第4話
「その小説ってのは何かに連載とかしてたの? 作家さんってこと?」
―― とんでもない。ネット小説です。書きたければ誰でも書けます。仕組みはブログと変わりません。
小説自体に全く興味のないアリサは、そんなサイトがあるとは全く知らなかった。
―― ずっとろくに読者もいなかったんですけど、ある作品を書き始めてから、夢のように読者が増えて喜んでたんですけど……。
「なんてサイト?」
―― YOMOKAKOです。
アリサはサイトに飛び、女幽霊がいう小説タイトルを検索した。
ずらっと並んだ回ごとに数万の数字が並んでいる。You Tubeを見ているアリサにはさほどの数字にも思えないが、寄せられたコメントを見ると、なるほど大勢のファンがいるようだ。

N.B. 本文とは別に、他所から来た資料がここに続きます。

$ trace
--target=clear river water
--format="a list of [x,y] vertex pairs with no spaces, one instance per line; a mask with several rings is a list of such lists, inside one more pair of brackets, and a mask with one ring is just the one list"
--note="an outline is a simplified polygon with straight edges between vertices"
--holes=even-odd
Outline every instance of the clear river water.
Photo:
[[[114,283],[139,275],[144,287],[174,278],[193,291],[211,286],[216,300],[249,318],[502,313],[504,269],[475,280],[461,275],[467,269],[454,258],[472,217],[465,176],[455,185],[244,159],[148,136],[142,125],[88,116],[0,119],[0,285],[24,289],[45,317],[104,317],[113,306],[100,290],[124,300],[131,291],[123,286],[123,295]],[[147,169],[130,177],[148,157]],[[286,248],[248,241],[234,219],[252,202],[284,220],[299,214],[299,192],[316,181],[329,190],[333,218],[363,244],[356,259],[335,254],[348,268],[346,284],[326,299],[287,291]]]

ここ最近のコメントは、突然止まった更新に「更新止まっちゃったけど……作者さん何かあったのかな?」「さっさと更新!」そんな心配や催促の声が入り乱れている。
「さっき、書いても書いても読まれなかったって言ったよね。なんでこの小説は読まれるようになったの?」
―― 正直なところ自分でもよくわかってなくて。ただ一つだけ思い当たるとすれば、この小説は自分のためでもなく、不特定の読者に向けたものでもなく、ある一人の人に向けて書いてたんです。
「ある一人の人? 知り合い?」
―― あ……申し訳ありません。もっと聴いて頂きたいんですけどそろそろ夜が明けてしまう。もう行かないと……」
「そういうもんなの?」
―― 幽霊になって日が浅くて、私もよくわからない事が多いんですけど、どうもそんな感じです。
「ああ、店が変わっても店ごとのしきたりとかって何んとなくわかったりするもんね」
―― きっと同じだと思います。実は、前にもこの部屋の方に話しかけたんですけど。
はじめの人は私の気配だけ、もう一人の方は私の姿は見えないけど、声だけは聴こえるようで……。お二人ともすぐ引っ越していかれました……。
今日も申し訳ないと思いつつ、何とか話を聴いてもらえたらと思って。はじめて話を聴いていただけて、とてもうれしいです。
いや、三人目のアタシも困ってんだけどな……と思いつつ、アリサはその言葉は飲み込んだ。
―― あの……また来てもいいですか?
「うーん……来ないでって言ったら来ないの?」
―― そう言われてしまうと哀しいです。
アリサは、またボリボリと頭をかく
「ああ、うん、じゃあ、いいよ、また来なよ」
―― ありがとうございます! 今晩また来ます!
そう言うと女幽霊は、すーっと部屋の光景になじむように消えていった。
「まいったね」アリサはボリボリと頭を掻いた。